Friday, January 20, 2006

100 bottles of beer on the wall

Oh how I wish that was the song that was in my head because there were 100 bottles of beer on my wall-or at least in my fridge. Instead, I have that same tune in my head but instead of singing '100 bottles of beer on the wall' I am singing '100 piles of puke on the floor.'

I am about ready to fly to Japan, start a new life SANS cats.

I know no one cares (and it is entirely disgusting) but I am just going so completely crazy with all of this that if I don't vent somewhere the Japan life could become reality in about 3 seconds. So, newest development. Like I said, last night I picked up 8 piles of puke, which brought the overall total to 26. SSCCREEAAAMM. And when I posted, I said that Emerson was going through the 'puke motions.' And Berkeley was in position. Emerson's never came out. I went and found her with her head tilted back, eating it back in. I then had to go sit in the bathroom for five minutes from the pure grossness of that and will myself not to just walk out and forget about puke forever.
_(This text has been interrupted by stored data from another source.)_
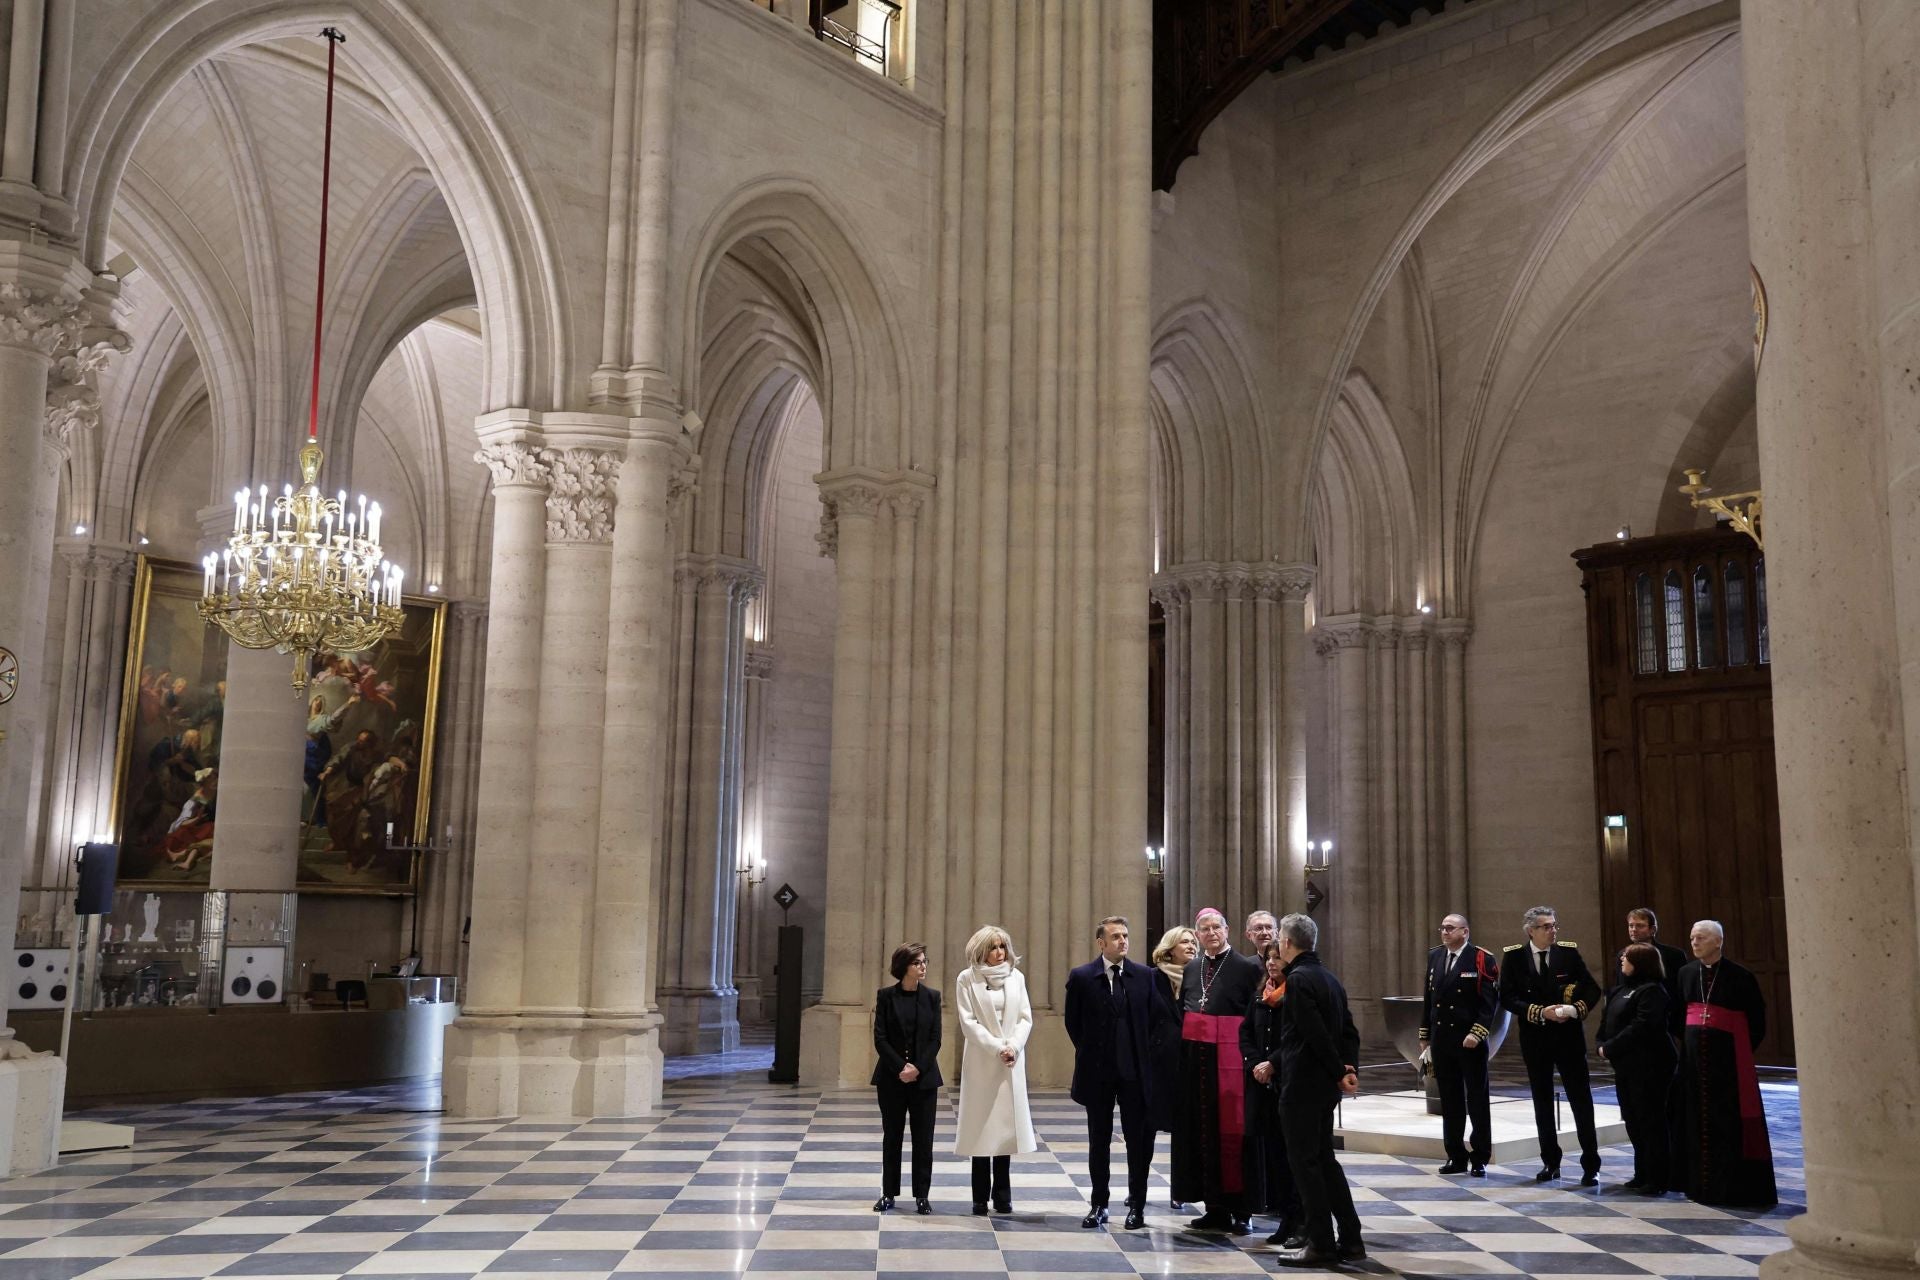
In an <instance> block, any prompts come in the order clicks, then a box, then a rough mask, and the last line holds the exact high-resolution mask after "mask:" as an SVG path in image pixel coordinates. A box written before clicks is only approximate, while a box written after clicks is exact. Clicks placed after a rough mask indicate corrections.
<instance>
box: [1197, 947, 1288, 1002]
mask: <svg viewBox="0 0 1920 1280" xmlns="http://www.w3.org/2000/svg"><path fill="white" fill-rule="evenodd" d="M1265 977H1267V975H1265V969H1261V965H1260V961H1258V960H1254V958H1252V956H1242V954H1240V952H1235V950H1231V948H1229V950H1227V954H1225V960H1221V961H1219V973H1215V975H1213V986H1208V984H1206V956H1204V954H1202V956H1194V958H1192V960H1188V961H1187V975H1185V977H1183V979H1181V1009H1183V1011H1187V1013H1213V1015H1217V1017H1240V1015H1244V1013H1246V1006H1248V1002H1250V1000H1252V998H1254V996H1258V994H1260V986H1261V983H1265ZM1202 992H1206V1000H1204V1002H1202V1000H1200V994H1202Z"/></svg>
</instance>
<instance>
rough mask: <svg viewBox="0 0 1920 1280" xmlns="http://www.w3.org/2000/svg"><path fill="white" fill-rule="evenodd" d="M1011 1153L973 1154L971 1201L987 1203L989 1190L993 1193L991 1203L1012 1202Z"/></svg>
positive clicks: (1012, 1178) (1011, 1174)
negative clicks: (971, 1194) (989, 1154)
mask: <svg viewBox="0 0 1920 1280" xmlns="http://www.w3.org/2000/svg"><path fill="white" fill-rule="evenodd" d="M1012 1165H1014V1157H1012V1155H975V1157H973V1203H975V1205H983V1203H987V1196H989V1192H991V1194H993V1203H996V1205H1010V1203H1014V1178H1012V1173H1014V1171H1012Z"/></svg>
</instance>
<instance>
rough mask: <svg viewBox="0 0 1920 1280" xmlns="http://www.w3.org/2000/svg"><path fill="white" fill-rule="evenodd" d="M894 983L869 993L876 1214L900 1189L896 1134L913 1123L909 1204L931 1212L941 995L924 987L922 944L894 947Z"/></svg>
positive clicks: (936, 1103)
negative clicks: (911, 1177)
mask: <svg viewBox="0 0 1920 1280" xmlns="http://www.w3.org/2000/svg"><path fill="white" fill-rule="evenodd" d="M893 977H895V984H893V986H881V988H879V994H877V996H874V1052H876V1054H879V1061H877V1063H876V1065H874V1080H872V1084H874V1088H876V1090H879V1126H881V1134H883V1136H881V1192H879V1199H876V1201H874V1211H876V1213H885V1211H887V1209H893V1201H895V1197H897V1196H899V1194H900V1138H902V1134H904V1130H906V1125H908V1121H912V1126H914V1207H916V1209H918V1211H920V1213H933V1205H929V1203H927V1196H929V1194H931V1192H933V1111H935V1105H937V1103H939V1096H941V994H939V992H937V990H933V988H931V986H927V946H925V942H908V944H906V946H899V948H895V952H893Z"/></svg>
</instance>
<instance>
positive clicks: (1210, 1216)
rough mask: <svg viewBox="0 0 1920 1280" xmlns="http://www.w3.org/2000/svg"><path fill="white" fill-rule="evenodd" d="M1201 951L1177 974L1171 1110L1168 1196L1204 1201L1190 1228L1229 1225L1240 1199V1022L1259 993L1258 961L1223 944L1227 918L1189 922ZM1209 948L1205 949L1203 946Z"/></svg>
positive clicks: (1243, 1144) (1234, 1227) (1245, 1091)
mask: <svg viewBox="0 0 1920 1280" xmlns="http://www.w3.org/2000/svg"><path fill="white" fill-rule="evenodd" d="M1194 933H1196V935H1198V936H1200V946H1202V950H1200V954H1198V956H1194V958H1192V960H1190V961H1187V973H1185V975H1183V977H1181V1009H1183V1015H1181V1017H1183V1021H1181V1080H1179V1090H1181V1096H1179V1102H1177V1105H1175V1111H1173V1199H1179V1201H1187V1203H1194V1201H1204V1203H1206V1213H1204V1215H1200V1217H1198V1219H1194V1228H1196V1230H1236V1228H1240V1226H1244V1222H1246V1219H1248V1215H1250V1211H1252V1207H1250V1205H1248V1201H1246V1163H1244V1161H1246V1088H1248V1080H1252V1077H1250V1075H1248V1065H1246V1061H1244V1059H1242V1057H1240V1021H1242V1017H1244V1015H1246V1006H1248V1004H1252V1000H1254V996H1256V994H1258V992H1260V984H1261V971H1260V961H1258V960H1254V958H1250V956H1240V954H1238V952H1235V950H1233V948H1231V946H1227V919H1225V915H1221V913H1219V912H1213V910H1206V912H1200V915H1198V917H1196V919H1194ZM1210 942H1212V944H1213V950H1212V952H1210V950H1206V948H1208V944H1210Z"/></svg>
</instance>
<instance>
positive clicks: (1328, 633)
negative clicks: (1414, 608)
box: [1313, 614, 1471, 658]
mask: <svg viewBox="0 0 1920 1280" xmlns="http://www.w3.org/2000/svg"><path fill="white" fill-rule="evenodd" d="M1450 624H1452V626H1450ZM1461 628H1465V629H1467V631H1471V626H1467V624H1465V622H1463V620H1459V618H1444V620H1440V622H1434V618H1432V614H1405V616H1396V614H1334V616H1329V618H1321V620H1319V622H1317V624H1313V651H1315V652H1317V654H1321V656H1323V658H1325V656H1331V654H1332V652H1336V651H1340V649H1407V651H1413V652H1425V651H1427V645H1428V641H1430V639H1440V643H1453V641H1452V639H1450V637H1452V635H1455V633H1457V631H1459V629H1461ZM1459 643H1465V639H1461V641H1459Z"/></svg>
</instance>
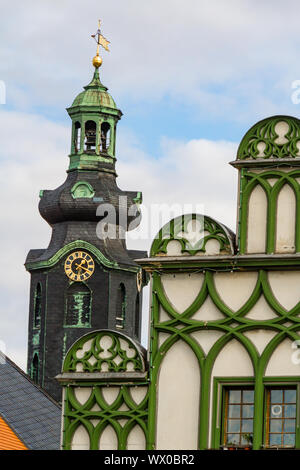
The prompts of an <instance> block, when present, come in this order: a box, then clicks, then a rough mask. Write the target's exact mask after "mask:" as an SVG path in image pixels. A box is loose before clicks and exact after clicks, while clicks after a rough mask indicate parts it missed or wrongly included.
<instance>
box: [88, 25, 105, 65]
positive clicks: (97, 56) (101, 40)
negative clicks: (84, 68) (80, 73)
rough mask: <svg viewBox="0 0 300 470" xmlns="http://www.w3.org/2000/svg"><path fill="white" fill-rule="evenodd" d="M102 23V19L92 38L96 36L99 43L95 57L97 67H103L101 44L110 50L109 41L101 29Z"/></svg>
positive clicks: (94, 60)
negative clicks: (101, 54)
mask: <svg viewBox="0 0 300 470" xmlns="http://www.w3.org/2000/svg"><path fill="white" fill-rule="evenodd" d="M100 24H101V21H100V20H99V21H98V29H97V32H96V33H95V34H92V38H94V39H95V41H96V43H97V53H96V55H95V57H94V58H93V66H94V67H96V69H98V68H99V67H101V64H102V58H101V57H100V55H99V49H100V46H102V47H103V48H104V49H105V50H106V51H109V49H108V44H109V41H108V40H107V39H105V37H104V36H102V34H101V31H100Z"/></svg>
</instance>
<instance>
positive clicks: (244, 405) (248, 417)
mask: <svg viewBox="0 0 300 470" xmlns="http://www.w3.org/2000/svg"><path fill="white" fill-rule="evenodd" d="M253 414H254V406H253V405H244V406H243V408H242V416H243V418H253Z"/></svg>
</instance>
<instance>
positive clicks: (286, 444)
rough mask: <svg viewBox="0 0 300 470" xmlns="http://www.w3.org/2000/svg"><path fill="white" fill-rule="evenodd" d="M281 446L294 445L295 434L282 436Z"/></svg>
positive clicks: (294, 440) (294, 441)
mask: <svg viewBox="0 0 300 470" xmlns="http://www.w3.org/2000/svg"><path fill="white" fill-rule="evenodd" d="M283 444H284V445H285V446H287V445H288V446H294V445H295V434H284V435H283Z"/></svg>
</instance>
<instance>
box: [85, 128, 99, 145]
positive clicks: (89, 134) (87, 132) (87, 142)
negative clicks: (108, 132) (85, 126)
mask: <svg viewBox="0 0 300 470" xmlns="http://www.w3.org/2000/svg"><path fill="white" fill-rule="evenodd" d="M85 135H86V141H85V145H86V150H95V147H96V132H95V131H93V130H88V131H86V134H85Z"/></svg>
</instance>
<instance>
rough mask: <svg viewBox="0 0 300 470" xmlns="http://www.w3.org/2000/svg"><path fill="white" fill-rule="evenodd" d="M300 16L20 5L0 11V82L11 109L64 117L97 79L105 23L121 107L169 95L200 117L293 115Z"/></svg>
mask: <svg viewBox="0 0 300 470" xmlns="http://www.w3.org/2000/svg"><path fill="white" fill-rule="evenodd" d="M299 8H300V6H299V2H297V1H296V0H288V1H286V2H284V3H279V2H276V4H273V5H272V7H271V6H270V4H269V3H268V2H255V3H254V2H252V1H250V0H243V1H240V0H229V1H227V2H220V1H218V0H211V1H209V2H208V1H202V2H199V1H198V0H189V2H188V5H187V4H185V3H183V2H182V1H180V0H164V1H163V2H162V1H160V0H152V1H151V2H141V1H139V0H126V1H124V0H112V1H111V2H100V3H99V0H89V1H88V3H82V2H80V1H79V0H77V1H74V0H63V1H61V0H60V1H58V0H44V1H43V2H36V0H27V2H26V4H25V3H24V4H20V2H19V1H17V0H12V1H11V2H9V3H7V4H5V5H3V6H2V10H1V17H2V18H3V28H1V32H0V40H1V44H2V47H1V51H0V60H1V63H2V65H3V68H2V74H3V76H2V77H0V78H1V79H3V80H5V81H6V83H7V93H8V104H9V105H11V106H14V107H19V109H20V107H23V109H30V107H32V109H36V108H37V107H41V106H42V107H45V108H55V109H56V108H57V107H58V108H57V109H58V110H57V109H56V110H57V112H58V113H60V110H61V109H62V107H63V106H65V105H70V104H71V102H72V100H73V98H74V96H75V94H76V93H79V91H80V90H81V88H82V85H84V84H86V83H87V82H88V81H89V79H90V75H91V73H92V70H91V65H90V61H91V57H92V56H93V55H94V53H95V44H94V42H93V40H92V39H91V38H90V37H89V35H90V34H91V33H93V32H94V31H95V29H96V27H97V26H96V20H97V18H98V17H99V16H101V18H102V20H103V21H102V25H103V33H104V34H105V36H107V37H108V38H109V40H110V41H111V47H110V49H111V53H110V55H108V54H107V53H106V52H103V56H104V65H103V80H104V83H105V84H108V85H109V87H110V89H111V90H113V95H114V97H115V98H116V99H117V102H118V103H119V104H120V105H122V104H125V105H126V107H128V106H130V102H135V103H138V102H144V103H145V102H148V103H153V102H157V103H159V102H160V100H161V99H162V97H163V96H169V97H171V99H172V101H173V102H174V103H177V104H178V105H182V106H190V107H191V108H192V109H193V114H194V117H195V118H197V116H199V115H200V116H202V117H204V116H205V115H207V117H208V118H209V117H211V116H217V117H222V118H224V119H226V120H228V121H239V122H240V121H241V119H243V120H247V119H250V118H251V119H254V120H256V117H257V116H258V117H260V115H261V113H264V116H265V115H266V114H270V112H273V111H274V112H276V113H277V112H281V111H284V112H287V113H292V114H293V113H294V112H295V111H294V110H295V107H294V106H293V105H292V103H291V100H290V95H291V82H292V81H293V80H296V79H298V78H299V76H298V75H299V70H298V64H297V60H296V58H297V57H298V51H299V46H300V38H299V35H298V33H297V32H298V16H299V15H298V13H299ZM89 70H90V72H89ZM254 116H255V117H254Z"/></svg>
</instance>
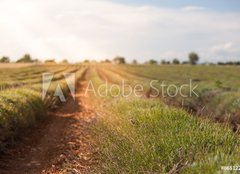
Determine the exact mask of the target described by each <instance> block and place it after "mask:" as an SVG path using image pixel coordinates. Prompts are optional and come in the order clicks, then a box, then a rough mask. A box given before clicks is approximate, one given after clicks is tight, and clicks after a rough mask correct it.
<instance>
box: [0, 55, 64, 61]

Then I had to forcefully shove my fingers down both cats throats to give them medicine to STOP THIS MADNESS. Do you know how gross and degrading it is to your whole being to put your fingers down a mouth that licks an ass on a multiple times daily basis? This morning I get up and find: a) Three more piles of puke from Berkeley b) two yellow piles of something from Emerson...my question is, is it puke or piss? I don't know. That is to be determined. c) wads and clumps of hair from Emerson. Massive.

Being the neglectful person I am, I barely fed either of them anything this morning because I am so damn sick and tired of being the pooper and puker scooper. Why should I feed them if I am just going to have to pick up the regurgitated mess that has greeted every part of my floor?! So, instead I gave them a tiny bit of food and 3 hairball treats. I am such a freakin loser. All I've done this week is pick up puke and go to the vet. Do you now see why I don't want to be a parent? I have no desire to do anything worthwhile after I've picked up crap all night. So I don't. People ask what I've done the night before and I say, "Oh just picked up puke and then sat on my ass thinking about how disgusting that just was. Then go to sleep and dream about cats barfing on my head." Such a life, such a life.

I can't wait to see how many piles I get to add to my total when I get home tonight. I really think there is a good chance I could make it to 100. And then I really WILL need to have 100 bottles of beer. All. to. myself. And in Japan.